Il se souvenait très bien des avertissements
répétés de sa mère, au comportement un peu
hystérique, qui lui disait avec cette
expression de crainte dans l’intonation de
sa voix : « Il ne faut jamais aller dans
la forêt. Jamais ! Il s’y passe des choses
très étranges... Tu dois me promettre que tu
n’iras pas jouer là avec tes copains.
Promis ? ». Et chaque fois, le garçon
répétait la même chose, c’était presque
devenu un automatisme : « Juré, maman ! ».
Mais depuis ce temps, il était fasciné par
cette forêt. Que s’y passait-il, pour que sa
mère en ait tellement peur ?
Toutefois, lorsque le
gamin s’était levé la vielle au matin, avec
son épaisse chevelure brune en champ de
bataille sur sa petite tête, il avait trouvé
quelque chose de mystérieux sur le petit
bureau près de son lit. Une enveloppe avait
été déposée là et adressée à son nom. Il
s’était empressé de l’ouvrir et un sourire
avait alors oscillé au coin de ses lèvres.
Aussitôt, le garçon avait demandé la
permission d’aller jouer avec son meilleur
copain, ce que sa mère lui avait accordé
avec plaisir. Par contre, il ne lui avait
pas parlé de sa trouvaille de peur qu’elle
lui confisque. Ensuite, il était parti à la
course sans prendre le temps de déjeuner.
Sa mère étonnée par son
comportement anormal avait tenté de le
retenir :
— Mais que se passe-t-il
ce matin, tu sembles si pressé ?
Le gamin avait simplement
répondu à sa mère sur un ton surexcité :
— Je vais revenir bientôt
maman, juré !
La mère avait été saisie
d'un profond sentiment de doute, car elle
connaissait bien son fils et ses idées un
peu farfelues, qui parfois lui attiraient
des ennuis.
Par la suite, Fin Renard
s’était rendu à la course chez son copain
qui habitait à quelques maisons de la sienne
et avait frappé vivement à la porte.
Le père d’Œil de Faucon
avait répondu :
— Tiens, regarde donc ça
qui est là…
L’homme dans la
quarantaine à l’apparence pas très
sympathique et beaucoup trop corpulent pour
ses 1m 50, n’aimait pas Fin Renard. Selon
lui, ce gamin mentait plus qu’il ne disait
la vérité.
— Que veux-tu, petit
démon ?
— Est-ce que je peux
jouer avec votre fils ?
L’homme était devenu
extrêmement contrarié et agité. Une
expression de fureur avait même traversé les
traits harassés de son visage grassouillet.
— Non, non, non, et NON !
Chaque fois que tu t’amuses avec mon garçon,
tu l’entraines dans tes plans diaboliques.

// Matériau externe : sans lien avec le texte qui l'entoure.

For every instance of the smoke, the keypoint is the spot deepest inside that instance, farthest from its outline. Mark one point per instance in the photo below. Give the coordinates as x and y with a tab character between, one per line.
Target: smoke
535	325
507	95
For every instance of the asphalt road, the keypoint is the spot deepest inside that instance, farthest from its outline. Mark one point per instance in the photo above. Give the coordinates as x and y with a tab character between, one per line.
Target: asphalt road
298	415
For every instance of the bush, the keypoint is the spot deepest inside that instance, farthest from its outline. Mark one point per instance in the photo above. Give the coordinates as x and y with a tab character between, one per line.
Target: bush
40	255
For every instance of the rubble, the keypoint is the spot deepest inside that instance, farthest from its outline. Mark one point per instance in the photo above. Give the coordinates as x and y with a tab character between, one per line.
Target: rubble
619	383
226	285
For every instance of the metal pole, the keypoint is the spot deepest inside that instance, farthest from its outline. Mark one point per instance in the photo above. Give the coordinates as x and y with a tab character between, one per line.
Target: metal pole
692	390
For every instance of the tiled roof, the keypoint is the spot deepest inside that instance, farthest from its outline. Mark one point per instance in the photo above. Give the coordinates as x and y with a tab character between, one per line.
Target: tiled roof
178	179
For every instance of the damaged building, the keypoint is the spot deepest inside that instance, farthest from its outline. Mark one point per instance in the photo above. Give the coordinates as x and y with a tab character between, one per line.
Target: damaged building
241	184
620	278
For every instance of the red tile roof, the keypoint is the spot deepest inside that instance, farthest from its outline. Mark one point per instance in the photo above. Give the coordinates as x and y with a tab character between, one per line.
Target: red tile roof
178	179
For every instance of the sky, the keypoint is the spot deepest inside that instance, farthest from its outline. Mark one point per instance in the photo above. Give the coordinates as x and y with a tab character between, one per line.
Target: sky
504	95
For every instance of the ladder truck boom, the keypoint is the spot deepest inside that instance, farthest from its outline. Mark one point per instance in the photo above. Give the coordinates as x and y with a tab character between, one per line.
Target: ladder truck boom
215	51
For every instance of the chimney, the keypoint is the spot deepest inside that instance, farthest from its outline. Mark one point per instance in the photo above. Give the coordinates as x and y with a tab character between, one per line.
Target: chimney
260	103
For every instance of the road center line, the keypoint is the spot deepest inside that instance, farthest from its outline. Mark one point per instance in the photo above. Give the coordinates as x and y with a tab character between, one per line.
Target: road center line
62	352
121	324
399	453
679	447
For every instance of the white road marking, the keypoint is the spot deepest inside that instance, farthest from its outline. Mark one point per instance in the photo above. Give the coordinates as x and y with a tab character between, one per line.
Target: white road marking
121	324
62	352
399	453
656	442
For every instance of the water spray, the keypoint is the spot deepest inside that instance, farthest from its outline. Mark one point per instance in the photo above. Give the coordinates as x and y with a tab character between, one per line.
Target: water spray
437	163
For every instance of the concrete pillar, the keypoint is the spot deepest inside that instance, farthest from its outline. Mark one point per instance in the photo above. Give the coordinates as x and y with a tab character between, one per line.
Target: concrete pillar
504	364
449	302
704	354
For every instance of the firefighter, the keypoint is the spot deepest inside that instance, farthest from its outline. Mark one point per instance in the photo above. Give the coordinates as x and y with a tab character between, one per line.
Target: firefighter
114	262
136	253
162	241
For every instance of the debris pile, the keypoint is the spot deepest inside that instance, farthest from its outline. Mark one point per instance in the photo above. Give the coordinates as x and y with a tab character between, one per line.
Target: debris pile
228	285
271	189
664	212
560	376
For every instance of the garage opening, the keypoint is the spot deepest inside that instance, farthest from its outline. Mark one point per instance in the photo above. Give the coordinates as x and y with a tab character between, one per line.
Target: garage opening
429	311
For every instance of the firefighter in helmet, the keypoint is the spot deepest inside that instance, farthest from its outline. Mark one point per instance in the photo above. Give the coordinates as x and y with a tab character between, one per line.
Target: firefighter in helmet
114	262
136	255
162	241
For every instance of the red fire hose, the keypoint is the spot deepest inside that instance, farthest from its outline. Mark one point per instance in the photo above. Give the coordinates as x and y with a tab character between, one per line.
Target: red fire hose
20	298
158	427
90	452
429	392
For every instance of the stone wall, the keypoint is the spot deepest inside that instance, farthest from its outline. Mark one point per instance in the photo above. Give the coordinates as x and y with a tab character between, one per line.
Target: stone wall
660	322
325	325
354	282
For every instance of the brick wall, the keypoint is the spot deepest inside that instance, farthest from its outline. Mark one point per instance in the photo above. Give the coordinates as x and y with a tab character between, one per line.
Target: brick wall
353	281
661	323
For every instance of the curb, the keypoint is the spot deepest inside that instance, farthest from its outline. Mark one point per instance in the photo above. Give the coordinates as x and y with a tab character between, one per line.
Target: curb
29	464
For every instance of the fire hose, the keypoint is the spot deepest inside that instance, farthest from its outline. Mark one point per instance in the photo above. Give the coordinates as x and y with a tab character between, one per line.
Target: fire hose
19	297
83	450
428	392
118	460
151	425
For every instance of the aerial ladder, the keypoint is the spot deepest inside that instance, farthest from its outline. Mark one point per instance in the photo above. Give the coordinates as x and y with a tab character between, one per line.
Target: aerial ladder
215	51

Alors, cette fois c’est NON !
— Je vous en prie,
monsieur… avait longuement insisté Fin
Renard, lançant du même coup un regard un
peu manipulateur vers l’homme à la voix
éraillée.
Le père avait soupiré
profondément.
— Bon d’accord, jeune
homme... Mais promets-moi que cette fois-ci,
tu ne feras pas de bêtises, promis ?
— Juré ! Sur ces paroles,
Œil de Faucon était apparu derrière son
père, la casquette bien enfoncée sur sa tête
et était sorti rejoindre son copain en
vitesse.
— Bon, allez jouer les
garçons, soyez prudent et n’approchez
surtout pas de la forêt, d’accord ?
— C’est d’accord !
avaient-ils répondu en chœur tout en
rigolant.
L’homme avait refermé la
porte brutalement.
Ensuite, les gamins
s’étaient dirigés dans la cour arrière de la
maison où un arbre énorme était enraciné.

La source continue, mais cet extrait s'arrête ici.